The woman is my mother.
She is throwing your ashes in the ground.
A handful of you gets away from her and flies into the wind. She works faster. You won’t get away from her.
Your daughter is planting you behind her house, in a huge field that she knows by heart, in the space where she takes her morning constitutionals and her evening walks.
The black sky above swallows you both up.
She works furiously in the rain. She mixes you with the soil.
Where she knows she will be able to find you.
It’s over.
You can’t run anymore.
Present day
It’s five in the morning. The sun is rising over the countryside, an ardent green. My newborn daughter wakes up at that mysterious hour, in the in-between part of the day.
I take her for a walk along the dirt road. Nestled in my arms, she takes in the morning air like a huge surprise. Her entire body opens up at the slightest breeze. This moving encounter with the world marks our humble procession; we are coming to see you.
At the end of the field, a long flat stone sits among the pines. The names of my ancestors are engraved on it. Under those of my father’s loving parents, my mother engraved yours. Your name, its letters carved into the grey stone.
My mother, broken-hearted.
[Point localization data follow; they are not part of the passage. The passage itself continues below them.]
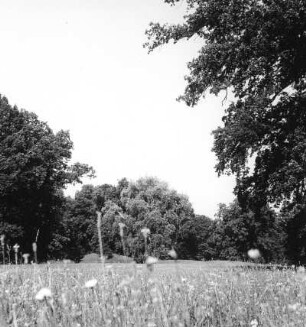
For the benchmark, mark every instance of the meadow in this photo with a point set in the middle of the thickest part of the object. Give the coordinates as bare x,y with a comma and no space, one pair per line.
183,293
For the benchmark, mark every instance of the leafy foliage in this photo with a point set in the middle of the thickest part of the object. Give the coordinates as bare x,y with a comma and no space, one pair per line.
34,168
256,50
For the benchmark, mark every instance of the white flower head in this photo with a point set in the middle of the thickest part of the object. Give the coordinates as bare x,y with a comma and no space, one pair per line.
254,323
44,293
16,247
121,227
2,238
34,246
151,261
145,232
91,283
254,254
172,253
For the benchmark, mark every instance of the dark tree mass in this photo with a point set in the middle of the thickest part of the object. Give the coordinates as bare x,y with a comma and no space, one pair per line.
34,169
253,49
257,51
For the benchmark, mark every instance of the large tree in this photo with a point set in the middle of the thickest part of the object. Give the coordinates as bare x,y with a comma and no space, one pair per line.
255,49
34,169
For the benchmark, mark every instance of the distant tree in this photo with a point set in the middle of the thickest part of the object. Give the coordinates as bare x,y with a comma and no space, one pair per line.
195,235
34,168
235,231
150,203
256,50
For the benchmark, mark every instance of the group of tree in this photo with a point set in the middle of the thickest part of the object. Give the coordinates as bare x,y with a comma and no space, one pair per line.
34,169
256,50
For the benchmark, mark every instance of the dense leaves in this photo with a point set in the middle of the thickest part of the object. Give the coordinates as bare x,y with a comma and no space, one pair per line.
256,50
34,168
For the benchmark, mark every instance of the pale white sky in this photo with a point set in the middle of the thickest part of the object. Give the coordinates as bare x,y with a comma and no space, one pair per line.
80,66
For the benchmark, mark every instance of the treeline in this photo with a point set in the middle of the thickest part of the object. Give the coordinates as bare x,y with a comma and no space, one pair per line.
34,170
149,203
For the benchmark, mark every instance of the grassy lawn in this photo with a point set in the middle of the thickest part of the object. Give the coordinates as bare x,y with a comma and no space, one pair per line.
186,293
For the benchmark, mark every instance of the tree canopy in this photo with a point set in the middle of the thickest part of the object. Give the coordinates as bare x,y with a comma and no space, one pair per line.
255,49
34,169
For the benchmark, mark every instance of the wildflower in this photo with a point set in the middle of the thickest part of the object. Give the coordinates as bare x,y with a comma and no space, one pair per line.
254,254
34,246
16,247
172,253
2,237
293,307
150,262
145,232
44,293
254,323
91,283
26,258
121,226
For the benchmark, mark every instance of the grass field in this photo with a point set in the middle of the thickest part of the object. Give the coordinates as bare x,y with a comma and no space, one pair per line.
185,293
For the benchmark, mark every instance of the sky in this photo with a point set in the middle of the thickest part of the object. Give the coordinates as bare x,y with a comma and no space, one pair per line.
80,66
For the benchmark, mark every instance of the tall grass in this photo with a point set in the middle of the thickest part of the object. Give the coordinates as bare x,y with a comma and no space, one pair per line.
187,294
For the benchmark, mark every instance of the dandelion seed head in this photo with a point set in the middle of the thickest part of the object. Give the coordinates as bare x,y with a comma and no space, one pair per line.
254,254
172,253
145,232
91,283
151,261
43,293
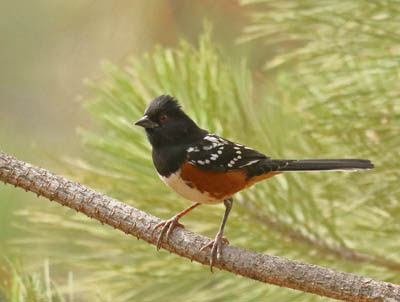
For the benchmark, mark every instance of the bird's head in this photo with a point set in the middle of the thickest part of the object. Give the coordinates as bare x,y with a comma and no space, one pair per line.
166,123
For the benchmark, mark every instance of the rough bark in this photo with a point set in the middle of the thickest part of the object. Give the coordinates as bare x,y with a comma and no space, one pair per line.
269,269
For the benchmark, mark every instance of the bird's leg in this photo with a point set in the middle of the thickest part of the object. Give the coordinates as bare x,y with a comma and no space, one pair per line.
216,244
170,224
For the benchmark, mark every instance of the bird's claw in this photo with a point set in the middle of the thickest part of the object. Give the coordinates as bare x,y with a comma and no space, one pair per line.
167,227
216,248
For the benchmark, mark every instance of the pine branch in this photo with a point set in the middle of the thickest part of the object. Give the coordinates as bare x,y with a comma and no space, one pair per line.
318,243
263,268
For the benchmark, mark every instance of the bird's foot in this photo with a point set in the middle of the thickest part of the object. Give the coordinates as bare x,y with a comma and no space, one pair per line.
216,248
167,227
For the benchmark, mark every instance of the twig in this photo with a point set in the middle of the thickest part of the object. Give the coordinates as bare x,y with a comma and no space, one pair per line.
264,268
319,244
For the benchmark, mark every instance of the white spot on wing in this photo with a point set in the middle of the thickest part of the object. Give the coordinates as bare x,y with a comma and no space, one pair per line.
249,163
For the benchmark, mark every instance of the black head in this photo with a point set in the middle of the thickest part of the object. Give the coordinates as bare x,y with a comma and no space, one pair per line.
167,124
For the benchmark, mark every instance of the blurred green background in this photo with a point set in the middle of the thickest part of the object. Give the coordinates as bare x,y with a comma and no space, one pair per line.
294,79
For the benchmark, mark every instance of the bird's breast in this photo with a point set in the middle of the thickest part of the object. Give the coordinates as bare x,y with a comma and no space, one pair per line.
204,186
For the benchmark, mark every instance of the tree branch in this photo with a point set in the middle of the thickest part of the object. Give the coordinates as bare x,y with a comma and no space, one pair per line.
319,244
263,268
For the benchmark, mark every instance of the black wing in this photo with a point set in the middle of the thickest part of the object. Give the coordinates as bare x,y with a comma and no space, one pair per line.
217,154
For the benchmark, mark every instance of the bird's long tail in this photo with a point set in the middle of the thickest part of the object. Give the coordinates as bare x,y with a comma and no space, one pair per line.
321,165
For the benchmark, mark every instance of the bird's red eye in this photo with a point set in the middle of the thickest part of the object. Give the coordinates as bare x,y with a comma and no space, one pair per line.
164,118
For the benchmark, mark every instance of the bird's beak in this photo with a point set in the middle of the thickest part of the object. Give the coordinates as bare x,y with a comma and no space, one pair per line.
145,122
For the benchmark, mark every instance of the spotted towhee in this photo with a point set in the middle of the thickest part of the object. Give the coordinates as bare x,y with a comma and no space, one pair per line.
208,169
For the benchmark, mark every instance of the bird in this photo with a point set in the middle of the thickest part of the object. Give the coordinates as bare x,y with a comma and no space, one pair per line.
208,169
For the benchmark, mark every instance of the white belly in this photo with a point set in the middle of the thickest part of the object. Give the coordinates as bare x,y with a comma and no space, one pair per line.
181,187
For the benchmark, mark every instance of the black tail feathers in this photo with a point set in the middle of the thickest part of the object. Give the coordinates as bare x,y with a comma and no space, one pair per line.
321,165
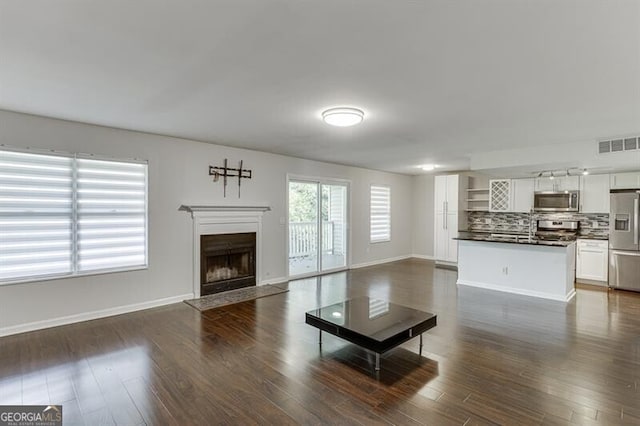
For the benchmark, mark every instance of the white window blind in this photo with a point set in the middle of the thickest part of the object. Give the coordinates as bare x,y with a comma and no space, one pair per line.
35,215
380,213
66,216
111,214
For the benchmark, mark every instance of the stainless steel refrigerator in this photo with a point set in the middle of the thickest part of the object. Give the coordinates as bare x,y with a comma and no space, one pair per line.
624,240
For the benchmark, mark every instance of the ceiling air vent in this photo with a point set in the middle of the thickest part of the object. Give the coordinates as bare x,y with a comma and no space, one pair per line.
619,145
630,143
616,145
604,147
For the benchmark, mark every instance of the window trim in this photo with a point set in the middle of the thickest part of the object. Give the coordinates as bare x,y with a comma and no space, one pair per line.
74,216
371,241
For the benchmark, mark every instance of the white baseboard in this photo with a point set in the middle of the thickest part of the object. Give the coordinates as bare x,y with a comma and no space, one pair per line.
379,262
86,316
559,298
423,256
274,281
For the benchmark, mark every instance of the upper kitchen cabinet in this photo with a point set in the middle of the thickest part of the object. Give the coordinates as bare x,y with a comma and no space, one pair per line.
630,180
447,193
522,195
560,183
594,194
500,197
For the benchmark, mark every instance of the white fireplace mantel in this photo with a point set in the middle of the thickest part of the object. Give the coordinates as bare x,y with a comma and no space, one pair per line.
225,219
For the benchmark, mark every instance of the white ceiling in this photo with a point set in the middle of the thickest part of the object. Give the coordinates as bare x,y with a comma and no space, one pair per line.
438,80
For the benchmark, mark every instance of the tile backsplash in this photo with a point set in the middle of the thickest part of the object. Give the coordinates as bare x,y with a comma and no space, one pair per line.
591,225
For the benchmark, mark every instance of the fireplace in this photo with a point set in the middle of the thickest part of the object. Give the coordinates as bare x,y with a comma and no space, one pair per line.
227,262
212,220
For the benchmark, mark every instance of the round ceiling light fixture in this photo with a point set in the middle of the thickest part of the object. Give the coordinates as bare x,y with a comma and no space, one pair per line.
343,116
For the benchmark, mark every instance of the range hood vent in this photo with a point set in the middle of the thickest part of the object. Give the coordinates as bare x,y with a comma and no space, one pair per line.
619,145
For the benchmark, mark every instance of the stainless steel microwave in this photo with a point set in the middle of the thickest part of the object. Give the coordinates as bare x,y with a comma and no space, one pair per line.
556,201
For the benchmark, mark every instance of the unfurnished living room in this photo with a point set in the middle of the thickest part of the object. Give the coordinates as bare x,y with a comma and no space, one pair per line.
320,212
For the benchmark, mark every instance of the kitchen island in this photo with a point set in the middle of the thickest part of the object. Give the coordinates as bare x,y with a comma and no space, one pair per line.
526,266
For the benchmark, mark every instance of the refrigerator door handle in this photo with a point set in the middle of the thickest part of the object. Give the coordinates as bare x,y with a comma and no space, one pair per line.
635,222
626,253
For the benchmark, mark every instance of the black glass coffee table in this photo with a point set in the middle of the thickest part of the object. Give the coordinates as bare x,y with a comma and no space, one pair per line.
373,324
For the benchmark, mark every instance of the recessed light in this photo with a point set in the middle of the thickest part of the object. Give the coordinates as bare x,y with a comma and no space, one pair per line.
343,116
428,167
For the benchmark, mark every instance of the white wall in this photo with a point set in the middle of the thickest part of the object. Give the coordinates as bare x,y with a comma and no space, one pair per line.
178,174
423,215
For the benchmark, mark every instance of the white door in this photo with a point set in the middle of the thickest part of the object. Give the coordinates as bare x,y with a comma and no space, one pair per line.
452,232
452,193
545,184
318,237
440,191
441,237
592,263
522,195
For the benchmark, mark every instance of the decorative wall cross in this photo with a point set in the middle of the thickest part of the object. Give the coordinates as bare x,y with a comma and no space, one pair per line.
226,172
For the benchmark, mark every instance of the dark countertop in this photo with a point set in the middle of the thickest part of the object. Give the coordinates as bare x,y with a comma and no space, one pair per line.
521,239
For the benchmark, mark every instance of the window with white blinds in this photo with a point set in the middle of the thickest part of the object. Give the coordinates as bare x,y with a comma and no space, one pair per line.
380,213
62,215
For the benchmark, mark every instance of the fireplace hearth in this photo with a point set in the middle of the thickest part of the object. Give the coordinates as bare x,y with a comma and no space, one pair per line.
227,262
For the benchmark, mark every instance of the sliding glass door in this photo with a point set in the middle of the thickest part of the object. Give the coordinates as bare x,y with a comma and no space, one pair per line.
317,232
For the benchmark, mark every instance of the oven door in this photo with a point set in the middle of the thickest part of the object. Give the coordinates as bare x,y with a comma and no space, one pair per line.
555,201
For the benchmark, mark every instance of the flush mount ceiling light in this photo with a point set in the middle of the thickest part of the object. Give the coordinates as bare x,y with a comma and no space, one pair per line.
428,167
343,116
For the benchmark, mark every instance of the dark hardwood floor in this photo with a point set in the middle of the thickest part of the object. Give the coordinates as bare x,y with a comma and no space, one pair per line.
494,358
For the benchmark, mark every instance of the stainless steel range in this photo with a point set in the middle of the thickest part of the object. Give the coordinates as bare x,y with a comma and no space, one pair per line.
557,230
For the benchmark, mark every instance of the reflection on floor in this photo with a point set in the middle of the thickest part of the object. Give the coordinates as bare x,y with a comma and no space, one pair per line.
493,358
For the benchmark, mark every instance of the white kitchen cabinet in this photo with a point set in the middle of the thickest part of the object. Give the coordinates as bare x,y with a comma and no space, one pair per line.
447,188
629,180
559,183
522,195
592,260
594,194
500,198
447,201
446,248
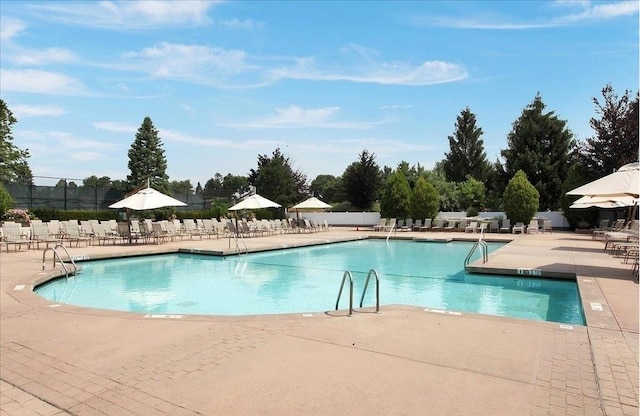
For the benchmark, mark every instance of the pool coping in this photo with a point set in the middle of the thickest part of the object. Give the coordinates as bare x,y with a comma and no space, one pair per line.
611,395
44,277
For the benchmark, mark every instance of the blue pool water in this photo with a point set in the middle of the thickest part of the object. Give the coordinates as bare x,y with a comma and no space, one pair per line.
429,275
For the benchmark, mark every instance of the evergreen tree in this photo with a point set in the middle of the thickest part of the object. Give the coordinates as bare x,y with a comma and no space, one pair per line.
471,194
425,200
616,134
466,155
327,187
147,160
395,198
13,161
275,179
362,181
520,201
539,144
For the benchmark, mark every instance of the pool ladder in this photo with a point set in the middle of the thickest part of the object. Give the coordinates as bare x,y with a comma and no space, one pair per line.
56,256
346,275
484,248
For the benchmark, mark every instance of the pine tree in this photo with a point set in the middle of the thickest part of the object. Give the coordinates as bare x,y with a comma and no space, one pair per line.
13,161
539,144
520,200
425,200
275,179
147,160
466,155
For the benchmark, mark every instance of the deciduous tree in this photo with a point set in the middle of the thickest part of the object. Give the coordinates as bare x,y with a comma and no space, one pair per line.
615,142
395,198
362,181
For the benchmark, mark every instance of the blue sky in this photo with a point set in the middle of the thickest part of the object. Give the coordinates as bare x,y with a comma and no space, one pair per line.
226,81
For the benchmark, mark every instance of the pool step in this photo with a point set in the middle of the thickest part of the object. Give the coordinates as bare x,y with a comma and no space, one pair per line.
433,239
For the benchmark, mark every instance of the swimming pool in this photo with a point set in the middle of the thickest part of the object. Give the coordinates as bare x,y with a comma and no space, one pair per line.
299,280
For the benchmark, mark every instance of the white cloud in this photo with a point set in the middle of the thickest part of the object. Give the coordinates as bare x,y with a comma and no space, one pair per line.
589,12
124,15
114,126
9,28
45,56
40,82
194,63
245,24
24,111
297,117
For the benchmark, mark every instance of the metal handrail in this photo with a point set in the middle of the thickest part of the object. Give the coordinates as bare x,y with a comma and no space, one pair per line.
344,277
375,273
56,255
483,247
393,228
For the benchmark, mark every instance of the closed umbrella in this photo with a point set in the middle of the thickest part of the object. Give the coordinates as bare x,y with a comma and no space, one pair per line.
147,198
254,202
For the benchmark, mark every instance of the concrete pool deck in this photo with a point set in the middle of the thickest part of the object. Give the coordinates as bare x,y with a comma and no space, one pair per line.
65,360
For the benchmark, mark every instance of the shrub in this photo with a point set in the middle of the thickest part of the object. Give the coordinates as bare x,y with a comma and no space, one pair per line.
521,199
6,200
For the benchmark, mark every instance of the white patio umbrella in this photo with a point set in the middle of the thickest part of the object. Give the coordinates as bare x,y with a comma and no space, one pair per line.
624,182
254,202
311,203
604,202
147,198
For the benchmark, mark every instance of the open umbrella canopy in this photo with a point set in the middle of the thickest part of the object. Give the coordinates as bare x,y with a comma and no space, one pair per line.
311,203
147,198
254,202
624,182
604,202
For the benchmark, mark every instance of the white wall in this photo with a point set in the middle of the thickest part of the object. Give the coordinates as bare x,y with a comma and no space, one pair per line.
369,219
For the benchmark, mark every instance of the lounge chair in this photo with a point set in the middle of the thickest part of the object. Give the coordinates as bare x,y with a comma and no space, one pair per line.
438,225
472,227
381,224
391,225
427,225
72,234
40,234
518,228
408,225
451,225
12,234
506,225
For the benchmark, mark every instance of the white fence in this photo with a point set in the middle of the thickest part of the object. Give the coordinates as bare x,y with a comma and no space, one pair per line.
369,219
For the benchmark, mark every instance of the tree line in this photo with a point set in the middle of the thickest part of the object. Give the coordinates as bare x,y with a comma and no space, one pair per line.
539,145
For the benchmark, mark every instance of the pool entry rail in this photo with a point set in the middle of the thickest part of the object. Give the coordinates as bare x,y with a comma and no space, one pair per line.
484,248
366,284
56,256
344,277
347,274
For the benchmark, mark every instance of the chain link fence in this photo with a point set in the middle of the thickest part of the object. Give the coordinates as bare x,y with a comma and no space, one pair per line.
95,198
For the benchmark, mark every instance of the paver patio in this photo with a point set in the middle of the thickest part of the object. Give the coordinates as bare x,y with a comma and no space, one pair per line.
61,360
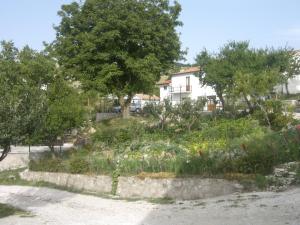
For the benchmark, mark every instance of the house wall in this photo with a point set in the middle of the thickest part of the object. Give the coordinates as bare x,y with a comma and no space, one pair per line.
197,89
293,86
164,94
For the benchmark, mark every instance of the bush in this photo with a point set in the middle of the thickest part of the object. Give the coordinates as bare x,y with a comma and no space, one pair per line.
47,164
78,165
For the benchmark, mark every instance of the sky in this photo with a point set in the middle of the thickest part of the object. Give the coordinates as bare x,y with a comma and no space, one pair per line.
207,23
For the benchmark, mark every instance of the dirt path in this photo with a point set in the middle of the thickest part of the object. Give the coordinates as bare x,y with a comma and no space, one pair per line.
54,207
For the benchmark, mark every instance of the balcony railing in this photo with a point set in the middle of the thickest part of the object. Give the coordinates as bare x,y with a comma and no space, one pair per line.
181,89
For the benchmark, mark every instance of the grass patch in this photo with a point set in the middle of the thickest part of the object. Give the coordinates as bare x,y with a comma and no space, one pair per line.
7,210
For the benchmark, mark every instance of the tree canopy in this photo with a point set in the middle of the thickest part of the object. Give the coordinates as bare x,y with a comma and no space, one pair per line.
118,47
244,72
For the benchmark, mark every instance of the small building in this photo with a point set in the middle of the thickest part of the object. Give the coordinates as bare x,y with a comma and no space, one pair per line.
142,99
293,84
186,84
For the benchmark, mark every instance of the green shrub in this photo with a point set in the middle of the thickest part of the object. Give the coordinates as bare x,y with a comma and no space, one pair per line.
78,165
47,164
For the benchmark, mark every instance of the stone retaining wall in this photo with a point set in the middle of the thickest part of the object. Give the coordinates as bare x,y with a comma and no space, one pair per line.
100,184
134,187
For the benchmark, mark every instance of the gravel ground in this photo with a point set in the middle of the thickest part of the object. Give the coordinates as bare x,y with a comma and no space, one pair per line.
54,207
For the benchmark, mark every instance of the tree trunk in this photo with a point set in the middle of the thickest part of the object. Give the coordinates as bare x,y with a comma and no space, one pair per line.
248,103
6,150
220,96
287,88
222,101
125,106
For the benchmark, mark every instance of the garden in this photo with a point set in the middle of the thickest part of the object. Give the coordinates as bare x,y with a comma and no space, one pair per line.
164,142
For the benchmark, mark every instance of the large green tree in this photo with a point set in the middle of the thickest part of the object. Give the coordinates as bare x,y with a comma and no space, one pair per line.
118,47
64,111
244,72
21,99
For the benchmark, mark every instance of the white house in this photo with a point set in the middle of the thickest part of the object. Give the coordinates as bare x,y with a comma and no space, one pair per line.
294,83
186,84
142,99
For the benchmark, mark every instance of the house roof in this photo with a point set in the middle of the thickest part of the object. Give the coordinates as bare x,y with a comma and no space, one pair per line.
164,80
147,97
185,70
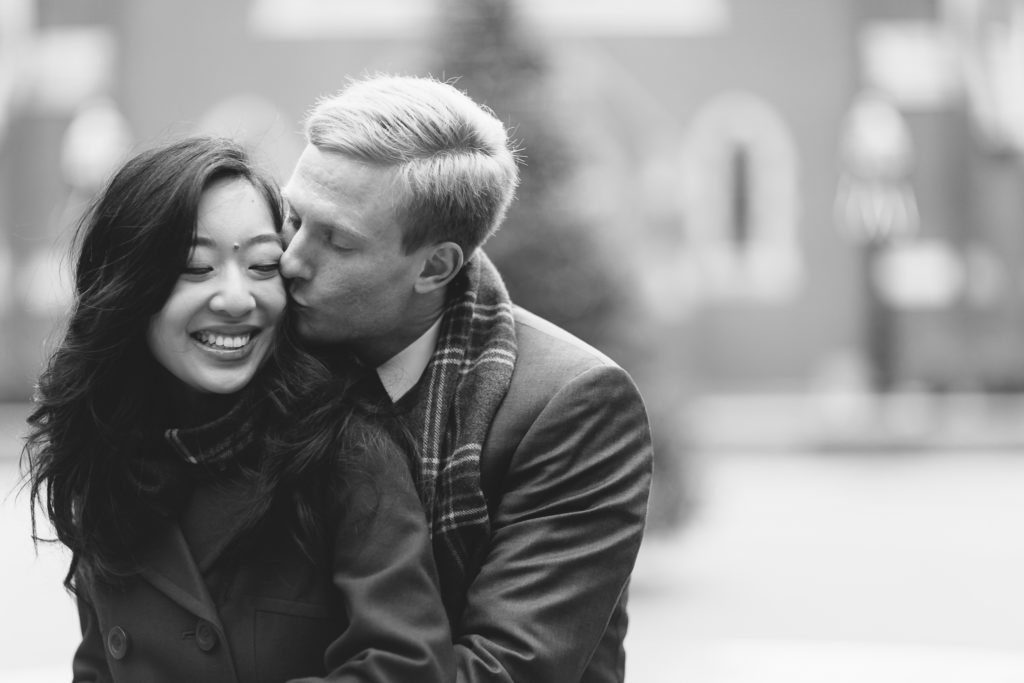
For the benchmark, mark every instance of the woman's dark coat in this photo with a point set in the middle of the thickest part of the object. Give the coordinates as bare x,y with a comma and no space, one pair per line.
365,609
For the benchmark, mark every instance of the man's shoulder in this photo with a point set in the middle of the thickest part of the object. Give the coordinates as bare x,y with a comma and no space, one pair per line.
545,346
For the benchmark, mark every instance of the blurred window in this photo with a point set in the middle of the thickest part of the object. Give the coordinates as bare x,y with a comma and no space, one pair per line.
741,201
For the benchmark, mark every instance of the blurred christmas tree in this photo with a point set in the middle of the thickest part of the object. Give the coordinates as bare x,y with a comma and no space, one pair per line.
553,261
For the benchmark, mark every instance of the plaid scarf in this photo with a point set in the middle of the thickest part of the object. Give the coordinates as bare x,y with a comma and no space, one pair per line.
463,386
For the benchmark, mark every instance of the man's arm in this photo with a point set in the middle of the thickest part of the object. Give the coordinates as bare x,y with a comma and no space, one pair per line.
565,536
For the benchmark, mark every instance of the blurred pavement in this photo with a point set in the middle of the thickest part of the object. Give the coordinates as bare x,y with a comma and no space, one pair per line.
881,563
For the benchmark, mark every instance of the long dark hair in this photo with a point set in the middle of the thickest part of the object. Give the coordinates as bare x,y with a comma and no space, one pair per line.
91,456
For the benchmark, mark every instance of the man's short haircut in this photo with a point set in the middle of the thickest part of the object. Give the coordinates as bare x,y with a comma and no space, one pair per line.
452,156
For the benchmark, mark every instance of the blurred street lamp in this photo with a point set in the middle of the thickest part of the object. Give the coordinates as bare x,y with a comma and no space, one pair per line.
876,206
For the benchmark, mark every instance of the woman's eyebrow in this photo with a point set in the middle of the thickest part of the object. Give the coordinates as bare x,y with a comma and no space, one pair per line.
262,238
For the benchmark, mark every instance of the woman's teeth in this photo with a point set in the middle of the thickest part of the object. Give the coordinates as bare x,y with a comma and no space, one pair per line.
222,341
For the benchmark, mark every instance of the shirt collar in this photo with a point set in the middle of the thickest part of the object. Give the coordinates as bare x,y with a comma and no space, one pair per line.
400,373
The shards of glass left forever under her skin, traces of the abandonment she carries like a coat of arms.
My mother who doesn’t believe she can be loved. To hug her, to pull her into your arms, you have to hone your technique.
She is a grandmother four times over. She still lives with my father.
Together they are resistance fighters, builders, alchemists.
I cross the damp morning field. We stand before you.
The names written above yours have counted in my life. So why you? Why do I seek you out to tell my stories to?
At my feet is a circle of flattened grass, preserved by the dew. A deer came by in the night and curled up in the shadow of your grave. I sit on its bed, my daughter tucked in my arms.
The sun comes up, licking the horizon.
Because I am made partly from your desertion. Your absence is part of me, and it shaped me. You are the one to whom I owe the murky water that feeds my roots, which run deep.
So you continue to exist.
In my unquenchable thirst to love.
And in my need to be free, like an absolute necessity.
But free with them.
I am free together, me.
My daughter has fallen asleep at my breast.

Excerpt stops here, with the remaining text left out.